Opinio Juris
- Website type: Blog
- Owner: Independent (partnership with the International Commission of Jurists)
- Editors: Kevin Jon Heller, Julian Ku, Alonso Gurmendi Dunkelberg, Priya Pillai, Angela Mudukuti, Mohsen al Attar.
- Website: opiniojuris.org
- Commercial: No
- Launched: 2005
- Current status: Active
- ISSN: 2326-0386
- OCLC number: 435681071

= Opinio Juris (blog) =

International law magazine (2005-)

Opinio Juris is a blog dedicated to the informed discussion of international law by and among academics, practitioners and legal experts, published independently in cooperation with the International Commission of Jurists. It is one of the leading international law blogs.

== Background ==
The blog was started in 2005 by Chris Borgen (St. John’s University); Peggy McGuinness (St. John’s University); and Julian Ku (Hofstra). Kevin Jon Heller (University of Copenhagen) joined in 2006.

In 2007, State Department Legal Adviser John Bellinger became a guest blogger for a week. This marked the first time that a US government official blogged in an official capacity on international law.

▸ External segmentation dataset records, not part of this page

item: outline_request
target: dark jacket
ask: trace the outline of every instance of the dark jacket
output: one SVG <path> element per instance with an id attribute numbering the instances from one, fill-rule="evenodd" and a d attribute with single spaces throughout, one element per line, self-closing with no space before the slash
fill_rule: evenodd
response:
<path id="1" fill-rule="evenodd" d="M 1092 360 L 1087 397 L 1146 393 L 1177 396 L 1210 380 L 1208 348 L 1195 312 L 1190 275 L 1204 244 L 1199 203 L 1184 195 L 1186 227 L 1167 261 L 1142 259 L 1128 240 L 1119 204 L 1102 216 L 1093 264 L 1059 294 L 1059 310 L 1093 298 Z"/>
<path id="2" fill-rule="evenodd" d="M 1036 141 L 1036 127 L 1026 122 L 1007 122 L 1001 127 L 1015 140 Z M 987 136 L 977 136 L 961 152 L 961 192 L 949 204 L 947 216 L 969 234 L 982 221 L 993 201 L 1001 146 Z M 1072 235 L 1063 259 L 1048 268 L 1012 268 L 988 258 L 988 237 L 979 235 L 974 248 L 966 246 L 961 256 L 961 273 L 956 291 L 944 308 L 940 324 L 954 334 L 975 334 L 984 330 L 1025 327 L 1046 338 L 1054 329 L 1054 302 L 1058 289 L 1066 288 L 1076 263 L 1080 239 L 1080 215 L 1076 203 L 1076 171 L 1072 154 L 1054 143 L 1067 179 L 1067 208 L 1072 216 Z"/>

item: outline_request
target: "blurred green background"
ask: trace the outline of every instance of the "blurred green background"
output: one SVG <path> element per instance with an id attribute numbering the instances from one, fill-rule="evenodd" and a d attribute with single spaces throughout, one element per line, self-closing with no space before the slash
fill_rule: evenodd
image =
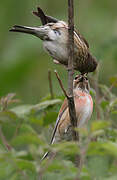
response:
<path id="1" fill-rule="evenodd" d="M 100 61 L 99 81 L 109 85 L 109 77 L 117 72 L 117 1 L 75 0 L 74 3 L 75 26 Z M 47 14 L 67 21 L 66 0 L 0 2 L 0 96 L 16 92 L 24 103 L 38 103 L 48 94 L 48 69 L 57 69 L 67 88 L 67 72 L 52 62 L 40 39 L 9 32 L 14 24 L 40 25 L 40 20 L 31 13 L 38 5 Z M 54 72 L 52 79 L 54 91 L 60 94 Z"/>

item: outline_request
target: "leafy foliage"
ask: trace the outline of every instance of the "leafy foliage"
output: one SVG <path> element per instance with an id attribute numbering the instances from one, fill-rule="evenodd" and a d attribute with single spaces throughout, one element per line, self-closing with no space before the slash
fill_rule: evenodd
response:
<path id="1" fill-rule="evenodd" d="M 111 79 L 115 84 L 115 79 Z M 114 87 L 113 86 L 113 87 Z M 93 113 L 88 129 L 80 129 L 80 142 L 62 142 L 49 146 L 50 135 L 62 103 L 50 97 L 36 105 L 21 105 L 15 94 L 1 98 L 0 112 L 0 179 L 111 180 L 117 178 L 117 130 L 115 94 L 106 85 L 99 85 L 100 118 Z M 96 103 L 96 92 L 92 89 Z M 11 107 L 11 103 L 14 104 Z M 76 129 L 77 130 L 77 129 Z M 51 150 L 56 158 L 41 162 Z M 75 156 L 82 158 L 80 169 Z"/>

Notable contributors to the blog have included British-French lawyer, academic, and author Philippe Sands, American lawyer and U.S. official Harold Hongju Koh, and Diego García-Sayán, UN Special Rapporteur on the independence of judges and lawyers.

== Reception ==
The blog is consistently cited in journal articles and research outputs. Opinio Juris blog posts are often cited in reports by Human Rights Watch and other news media.